Hadoop vs Spark: What’s the difference?
Data is the new oil. We hear this all the time these days. But whether it’s true or not, we know the real value that comes from processing data. Each year we can see new tools springing up created for just that purpose. Of these, Apache Hadoop and Apache Spark seem to be the most popular. But which one should you use? And which is best used to process clickstream data or to create ML predictive modeling? Can they be used together? What are the pros and cons of each? In this article, we will try to answer all of these questions by examining these two tools from a few perspectives.
What is Hadoop?
Apache Hadoop is a project created by Yahoo in 2006, later on becoming a top-level Apache open-source project. The Apache Hadoop software library is a framework that allows distributed processing of large data sets across clusters of computers using simple programming models. It uses MapReduce to divide the data into blocks and to assign the chunks to nodes across a cluster. Later the data is stored, processed in parallel on each node to produce an output.

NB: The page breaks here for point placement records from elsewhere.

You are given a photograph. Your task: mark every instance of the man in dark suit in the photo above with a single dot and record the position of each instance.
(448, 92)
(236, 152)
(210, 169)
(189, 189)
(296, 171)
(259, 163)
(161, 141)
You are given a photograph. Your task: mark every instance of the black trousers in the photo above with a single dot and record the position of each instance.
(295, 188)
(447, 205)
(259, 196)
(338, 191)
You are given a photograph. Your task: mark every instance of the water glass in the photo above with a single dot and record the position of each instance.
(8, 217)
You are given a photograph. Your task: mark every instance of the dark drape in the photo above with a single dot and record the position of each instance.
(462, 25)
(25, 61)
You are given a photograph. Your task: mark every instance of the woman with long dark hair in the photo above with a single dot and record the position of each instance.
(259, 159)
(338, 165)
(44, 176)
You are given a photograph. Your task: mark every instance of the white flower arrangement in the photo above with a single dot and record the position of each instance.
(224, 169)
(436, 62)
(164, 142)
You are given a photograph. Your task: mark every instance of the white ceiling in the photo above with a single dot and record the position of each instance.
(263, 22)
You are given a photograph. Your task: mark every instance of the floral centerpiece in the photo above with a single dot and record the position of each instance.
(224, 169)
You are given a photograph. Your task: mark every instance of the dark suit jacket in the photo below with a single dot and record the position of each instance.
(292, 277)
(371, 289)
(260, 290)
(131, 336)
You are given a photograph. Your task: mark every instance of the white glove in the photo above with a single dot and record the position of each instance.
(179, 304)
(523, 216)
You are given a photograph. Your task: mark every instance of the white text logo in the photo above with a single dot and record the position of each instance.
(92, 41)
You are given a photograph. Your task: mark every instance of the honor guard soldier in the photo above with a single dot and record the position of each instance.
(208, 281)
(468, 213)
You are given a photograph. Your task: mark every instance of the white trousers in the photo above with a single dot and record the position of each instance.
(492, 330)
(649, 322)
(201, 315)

Hadoop has several components:
- Hadoop Distributed File System (HDFS) which allows files to be stored in a Hadoop-native format and thanks to parallelization gives a lot of options when it comes to scaling
- YARN, a scheduler coordinating applications at runtimes
- MapReduce, an algorithm responsible for processing data in parallel
- Hadoop Common, a set of common libraries supporting other modules
Apart from that, Hadoop also includes:
- Sqoop, responsible for moving relational data into HDFS,
- Hive, an SQL-like interface that helps to write and execute queries on HDFS,
- Mahout, which provides an implementation of some ML algorithms.
Hadoop natively utilizes Java. Fortunately, nowadays you can find client applications written in languages other than Java. Thanks to this, you will be able to easily adapt Hadoop to your projects.
What is Spark?
Apache Spark, which like Apache Hadoop is also an open-source tool, is a framework that can run in standalone mode, on a cloud, or an Apache Mesos. It’s designed for fast performance and uses RAM (in-memory) for its operations.
While Hadoop writes & reads data from HDFS, Spark does this with RAM using a concept known as a Resilient Distributed Dataset.
Spark has five main components:
- Its Core, which is a common library for a project containing functions such as task dispatching, scheduling, IO operations, etc.,
- Spark Streaming, which enables live data stream processing from many sources,
- MLib, which is a library containing ML algorithms,
- GraphX, which is a set of APIs used for graph analytics,
- SparkSQL, which is a component allowing SQL-like commands to be run on distributed data sets
Even though Spark’s interface was written in Scala, you could also write Spark jobs using other languages as well. Integration with libraries such as PyTorch or TensorFlow is also pretty easy.
At the start of the process, all of the files are passed to HDFS. Later on, they are divided into chunks. Each of these chunks is replicated a specified number of times across the cluster.
This information is passed to the NameNode – the node responsible for keeping track of what happens across the cluster. The NameNode assigns the files to several data nodes, on which they are then written.
When the application is implemented in one of the supported languages, then the JobTracker, which comes from MapReduce, is responsible for picking it up and allocating the work to TaskTrackers, listening on other nodes.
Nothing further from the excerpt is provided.